The contents of this article and this blog are not endorsed by any party. The comments and opinions are solely those of Shelly Haffly and do not reflect the feelings or opinions of any of my manufacturers or the DIVA Women Outdoors Worldwide organization.

1 Comment

  1. I got this in the mail…no name attached. I don’t think there is any emotional malice in the comments below. I think this is a person, like me, who is concerned about an inferior firearm, and the number of people who could be hurt. Take it for what it’s worth.


    I read your review of the Cobra firearm you purchased and wanted to share my professional experiences, similar to those you experienced as a consumer, with the company. Your product review was essentially a review of the company as a whole.
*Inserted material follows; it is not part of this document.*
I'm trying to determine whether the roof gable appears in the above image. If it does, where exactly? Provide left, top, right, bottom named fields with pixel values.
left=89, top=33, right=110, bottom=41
    I have manufactured one part for Cobra in the near past. I was fortunate to manufacture a part where the design was substantiated and was readily available. The slides, barrels and moving parts are where they have their issues. In my case, quality issues with these parts prevented me from delivering my completed parts. Of course, I only learned that later.

    I found that Cobra only performs the most simple of manufacturing processes and mainly assembles the firearms. There are no automated machine tools or calibrated inspection tools or formal processes within their facility. For instance, there is no incoming inspection of outside manufactured products. Although they have used various machine shops in Utah, few continue to do work with them presently. In fact, the firearms are not sold at any of the reputable gun stores. When asked, they scoffed at the question.

    Would it surprise you to know that Cobra does not have a design engineer on staff or capabilities to produce technical drawings in house? It is all outsourced.

    Mr. Gentry is a fraud. Although he is listed as the President, he has indicated to me he does not have signature authority on the checks or bank accounts. He has to receive approval from the investor prior to a distribution of funds. His prior experience is carpentry tile setting) in Las Vegas and yet claims to have a legal degree (from a university that doesn\'t have a law school). He also claims to be an expert marksman with multiple awards (unsubstantiated). A simple background check of his name on intellisus indicates he has moved to multiple states around the west with frequency.

    Cobra\'s front office consists of other family members. I found them to be unprofessional and condescending. Ironically, if you are short and rude, they will put you through to the party you wish to speak with.

    The offices claim to be open from 6:00 a.m. to 3:00 p.m., however, Mr. Gentry is seldom in the office before 10:00 and gone before 2:00. I have made multiple phone calls only to be placed on hold without an answer.

    On a least two occasions, our meetings were interrupted with customer phone calls concerning serious warranty claims where they wanted to speak to Mr. Gentry. On one of these days, the lead man in the shop shared with me that a customer had shot Cobra\'s Shadow revolver and had the bullet exited the main housing (due to alignment issues with the cylinder and the barrel).

    I could go on and on. I find it shocking they are still in business. I think their two established lines allow them to continue producing these failed \"prototypes\" such as the Shadow, Derringer and now this Diva.

    At one time, there were a great deal of negative reviews of Bill Gentry and Cobra. I was only able to find a few on a recent search. Your review stood out as complete to my experience and yet you were only reviewing one product.